Wiki reminds us that Carbon dioxide (CO2) is an incredibly stable molecule. It takes a lot of energy to separate the oxygen and carbon atoms once the molecule has formed. The CO2 molecule has two double bonds where two carbon electrons are shared with an oxygen atom. It is the formation of these covalent bonds that releases the heat energy that enabled early mankind to industrialize the world by burning fossil fuels. It is also the bane of modern civilization, although Wiki reminds us that during the Jurassic era, CO2 in the atmosphere was 4 to 5 times greater than today. A factoid you might not have known, CO2 never occurs in liquid state, regardless of temperature at pressures less than 5.1 atmospheres.

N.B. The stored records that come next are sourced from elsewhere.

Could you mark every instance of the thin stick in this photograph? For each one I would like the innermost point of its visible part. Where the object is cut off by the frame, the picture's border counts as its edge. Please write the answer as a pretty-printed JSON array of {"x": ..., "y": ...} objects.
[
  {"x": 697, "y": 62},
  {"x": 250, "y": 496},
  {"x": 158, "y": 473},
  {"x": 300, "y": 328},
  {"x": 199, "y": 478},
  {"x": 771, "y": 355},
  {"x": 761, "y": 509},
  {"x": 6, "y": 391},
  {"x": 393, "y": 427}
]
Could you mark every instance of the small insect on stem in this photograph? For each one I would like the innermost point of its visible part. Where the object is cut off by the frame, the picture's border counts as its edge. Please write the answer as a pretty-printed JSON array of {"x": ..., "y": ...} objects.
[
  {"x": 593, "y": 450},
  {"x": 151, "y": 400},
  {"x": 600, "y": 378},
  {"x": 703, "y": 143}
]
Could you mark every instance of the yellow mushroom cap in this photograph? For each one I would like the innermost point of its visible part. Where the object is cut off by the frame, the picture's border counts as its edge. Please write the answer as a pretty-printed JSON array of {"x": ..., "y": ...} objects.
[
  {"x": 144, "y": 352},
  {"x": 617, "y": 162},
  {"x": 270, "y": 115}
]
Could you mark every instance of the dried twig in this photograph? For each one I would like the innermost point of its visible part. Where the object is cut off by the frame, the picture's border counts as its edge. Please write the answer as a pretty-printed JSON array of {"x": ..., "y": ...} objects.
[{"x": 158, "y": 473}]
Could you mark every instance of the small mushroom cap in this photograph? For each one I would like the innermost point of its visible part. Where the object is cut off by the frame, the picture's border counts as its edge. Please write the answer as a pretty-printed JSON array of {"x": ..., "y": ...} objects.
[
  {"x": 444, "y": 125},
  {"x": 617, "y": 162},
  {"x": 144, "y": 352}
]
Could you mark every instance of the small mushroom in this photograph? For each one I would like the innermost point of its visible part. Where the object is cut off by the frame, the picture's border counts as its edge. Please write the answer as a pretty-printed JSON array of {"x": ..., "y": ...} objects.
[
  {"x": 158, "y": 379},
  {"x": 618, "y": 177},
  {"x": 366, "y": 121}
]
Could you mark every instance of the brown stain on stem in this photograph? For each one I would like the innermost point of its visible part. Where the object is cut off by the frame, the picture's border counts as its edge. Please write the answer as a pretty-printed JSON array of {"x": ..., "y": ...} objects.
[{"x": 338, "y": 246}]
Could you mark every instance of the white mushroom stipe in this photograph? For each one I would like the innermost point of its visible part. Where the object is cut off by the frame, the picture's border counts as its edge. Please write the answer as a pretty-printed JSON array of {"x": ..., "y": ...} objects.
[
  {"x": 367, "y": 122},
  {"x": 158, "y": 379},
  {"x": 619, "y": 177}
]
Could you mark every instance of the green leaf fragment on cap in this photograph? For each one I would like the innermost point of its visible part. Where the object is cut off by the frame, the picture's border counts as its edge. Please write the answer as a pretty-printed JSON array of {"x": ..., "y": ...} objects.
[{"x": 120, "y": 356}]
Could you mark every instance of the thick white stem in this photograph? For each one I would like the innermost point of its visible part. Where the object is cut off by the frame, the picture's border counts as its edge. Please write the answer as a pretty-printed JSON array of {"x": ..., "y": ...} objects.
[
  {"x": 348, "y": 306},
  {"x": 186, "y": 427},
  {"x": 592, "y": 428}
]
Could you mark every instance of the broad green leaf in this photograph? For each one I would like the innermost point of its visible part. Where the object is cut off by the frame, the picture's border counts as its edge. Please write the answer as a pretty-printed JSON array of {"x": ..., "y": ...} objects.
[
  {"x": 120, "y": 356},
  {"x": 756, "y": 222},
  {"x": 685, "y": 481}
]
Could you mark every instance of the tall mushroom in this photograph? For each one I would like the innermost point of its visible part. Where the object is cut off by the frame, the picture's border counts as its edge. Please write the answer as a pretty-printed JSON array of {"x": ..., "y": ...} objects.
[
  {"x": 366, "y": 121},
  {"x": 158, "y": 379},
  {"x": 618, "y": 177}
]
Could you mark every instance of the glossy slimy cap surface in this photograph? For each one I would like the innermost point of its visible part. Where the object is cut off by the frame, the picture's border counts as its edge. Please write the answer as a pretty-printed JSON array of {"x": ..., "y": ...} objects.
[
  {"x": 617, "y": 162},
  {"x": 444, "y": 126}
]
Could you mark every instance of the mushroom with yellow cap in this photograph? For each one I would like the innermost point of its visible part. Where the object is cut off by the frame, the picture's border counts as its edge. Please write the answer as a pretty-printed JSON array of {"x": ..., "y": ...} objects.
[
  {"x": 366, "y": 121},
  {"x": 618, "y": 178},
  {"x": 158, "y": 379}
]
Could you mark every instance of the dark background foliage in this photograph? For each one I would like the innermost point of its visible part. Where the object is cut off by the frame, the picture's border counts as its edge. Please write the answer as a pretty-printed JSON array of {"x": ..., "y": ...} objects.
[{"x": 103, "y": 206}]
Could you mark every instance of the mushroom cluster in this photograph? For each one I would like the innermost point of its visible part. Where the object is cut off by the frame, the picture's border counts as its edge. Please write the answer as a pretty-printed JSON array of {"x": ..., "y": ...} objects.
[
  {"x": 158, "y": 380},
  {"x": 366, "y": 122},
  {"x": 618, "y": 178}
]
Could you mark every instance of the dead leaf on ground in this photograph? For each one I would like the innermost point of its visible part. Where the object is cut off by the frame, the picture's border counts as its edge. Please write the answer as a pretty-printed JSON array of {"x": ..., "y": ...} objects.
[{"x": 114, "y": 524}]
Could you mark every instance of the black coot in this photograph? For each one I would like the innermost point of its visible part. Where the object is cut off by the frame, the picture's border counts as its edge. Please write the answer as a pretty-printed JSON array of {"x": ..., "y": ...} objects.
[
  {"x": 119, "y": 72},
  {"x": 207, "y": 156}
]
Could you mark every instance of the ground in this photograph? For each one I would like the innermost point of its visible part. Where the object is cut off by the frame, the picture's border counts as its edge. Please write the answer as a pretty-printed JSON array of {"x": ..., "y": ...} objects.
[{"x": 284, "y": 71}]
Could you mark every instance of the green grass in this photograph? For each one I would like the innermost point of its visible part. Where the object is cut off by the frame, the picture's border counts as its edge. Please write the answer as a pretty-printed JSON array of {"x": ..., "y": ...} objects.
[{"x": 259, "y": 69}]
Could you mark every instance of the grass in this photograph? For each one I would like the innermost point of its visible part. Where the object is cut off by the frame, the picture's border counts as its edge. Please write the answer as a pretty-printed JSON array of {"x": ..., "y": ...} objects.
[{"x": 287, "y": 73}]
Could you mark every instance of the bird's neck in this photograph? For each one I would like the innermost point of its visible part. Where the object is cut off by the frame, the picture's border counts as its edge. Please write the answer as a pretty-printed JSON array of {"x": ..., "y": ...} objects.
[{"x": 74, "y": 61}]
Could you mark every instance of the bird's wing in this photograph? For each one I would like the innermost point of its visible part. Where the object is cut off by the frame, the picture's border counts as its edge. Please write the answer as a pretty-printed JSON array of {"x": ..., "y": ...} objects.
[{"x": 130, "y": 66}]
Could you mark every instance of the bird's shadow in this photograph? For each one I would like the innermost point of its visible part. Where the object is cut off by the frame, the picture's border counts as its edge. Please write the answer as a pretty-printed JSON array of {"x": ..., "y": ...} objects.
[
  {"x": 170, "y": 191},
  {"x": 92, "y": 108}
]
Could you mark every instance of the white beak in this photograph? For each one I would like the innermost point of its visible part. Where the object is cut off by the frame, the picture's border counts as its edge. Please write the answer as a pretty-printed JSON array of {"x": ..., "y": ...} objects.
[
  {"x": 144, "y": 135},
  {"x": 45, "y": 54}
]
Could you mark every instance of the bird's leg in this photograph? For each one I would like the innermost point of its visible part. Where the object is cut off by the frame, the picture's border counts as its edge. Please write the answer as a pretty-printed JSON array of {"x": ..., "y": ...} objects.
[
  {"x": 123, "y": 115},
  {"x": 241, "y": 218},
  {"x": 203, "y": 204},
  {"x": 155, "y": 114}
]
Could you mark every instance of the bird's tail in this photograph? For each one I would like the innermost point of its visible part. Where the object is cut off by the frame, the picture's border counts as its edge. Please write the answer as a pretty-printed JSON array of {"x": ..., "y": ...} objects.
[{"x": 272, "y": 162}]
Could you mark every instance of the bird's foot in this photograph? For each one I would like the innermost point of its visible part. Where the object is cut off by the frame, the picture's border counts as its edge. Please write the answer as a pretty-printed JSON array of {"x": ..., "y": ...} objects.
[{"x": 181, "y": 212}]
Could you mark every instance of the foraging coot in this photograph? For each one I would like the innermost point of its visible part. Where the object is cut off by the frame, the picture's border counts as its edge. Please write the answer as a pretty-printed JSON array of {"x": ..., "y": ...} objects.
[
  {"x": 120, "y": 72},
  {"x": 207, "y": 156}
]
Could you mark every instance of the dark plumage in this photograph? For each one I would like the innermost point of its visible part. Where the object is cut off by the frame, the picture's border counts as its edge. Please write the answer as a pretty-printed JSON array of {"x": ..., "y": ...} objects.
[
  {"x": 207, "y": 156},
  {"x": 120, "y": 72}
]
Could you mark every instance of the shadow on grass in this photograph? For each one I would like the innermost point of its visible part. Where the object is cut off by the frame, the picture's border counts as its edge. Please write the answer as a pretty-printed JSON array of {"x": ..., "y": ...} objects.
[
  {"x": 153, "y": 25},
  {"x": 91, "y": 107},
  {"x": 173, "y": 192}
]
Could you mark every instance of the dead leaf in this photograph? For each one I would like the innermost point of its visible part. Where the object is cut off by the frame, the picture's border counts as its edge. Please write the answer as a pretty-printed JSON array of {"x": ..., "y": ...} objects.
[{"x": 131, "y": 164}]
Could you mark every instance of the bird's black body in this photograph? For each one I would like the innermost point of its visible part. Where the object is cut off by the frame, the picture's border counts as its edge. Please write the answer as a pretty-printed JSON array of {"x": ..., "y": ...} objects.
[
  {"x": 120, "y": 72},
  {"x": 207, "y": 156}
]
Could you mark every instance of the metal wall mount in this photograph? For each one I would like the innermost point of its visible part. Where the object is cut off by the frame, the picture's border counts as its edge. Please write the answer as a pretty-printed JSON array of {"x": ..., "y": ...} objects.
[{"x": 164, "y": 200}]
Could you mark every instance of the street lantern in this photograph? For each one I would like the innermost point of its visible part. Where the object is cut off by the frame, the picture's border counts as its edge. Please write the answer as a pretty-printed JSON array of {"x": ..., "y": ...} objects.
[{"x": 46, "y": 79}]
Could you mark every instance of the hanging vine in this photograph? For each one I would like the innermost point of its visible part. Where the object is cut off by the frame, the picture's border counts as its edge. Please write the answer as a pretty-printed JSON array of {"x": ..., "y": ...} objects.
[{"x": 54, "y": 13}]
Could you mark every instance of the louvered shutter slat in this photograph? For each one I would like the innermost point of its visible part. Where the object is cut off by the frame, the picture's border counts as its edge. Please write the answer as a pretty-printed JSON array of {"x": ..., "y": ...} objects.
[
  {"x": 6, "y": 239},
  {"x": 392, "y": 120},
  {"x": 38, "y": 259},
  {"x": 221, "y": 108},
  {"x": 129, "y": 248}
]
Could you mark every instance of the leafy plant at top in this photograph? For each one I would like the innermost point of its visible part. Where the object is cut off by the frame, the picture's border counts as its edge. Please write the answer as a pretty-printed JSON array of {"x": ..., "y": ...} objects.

Unless pressurized, it transitions directly from solid state (dry ice) to its gaseous state.
The Colorado Trees website provides some interesting statistics about natural trees. An average tree absorbs about 48 pounds of CO2 a year. It takes about one acre of tree coverage to compensate for driving an automobile about 8000 miles. If every American family to were to plant a new tree, the aggregate CO2 sequestration would equal about 5% of the global CO2 production. An average tree produces enough oxygen for two humans.
An interesting Department of Energy study tells that algae reactors could produce 20 grams of biomass per square meter per day, for the purpose of harvesting artificial petroleum. But that requires far greater CO2 concentration levels than present in the atmosphere. A CO2 pond with only atmospheric CO2 concentrations sequesters about 0.2 g carbon per square meter per day. If I did the math correctly, a 20 foot diameter algae pond will thus sequester 17 pounds of CO2 a year. (It is consistent with the CO2 sequestration of a tree.) Compare this to the 3.3 pounds of CO2 that a 60 watt light bulb produces for only 24 hours.
Mmm. CO2 sequestration does not seem to scale, does it? In other words, 7 billion people on the planet burning fossil fuels produces so much CO2 it seems unlikely that we can capture the CO2. Methinks we need something other than artificial trees.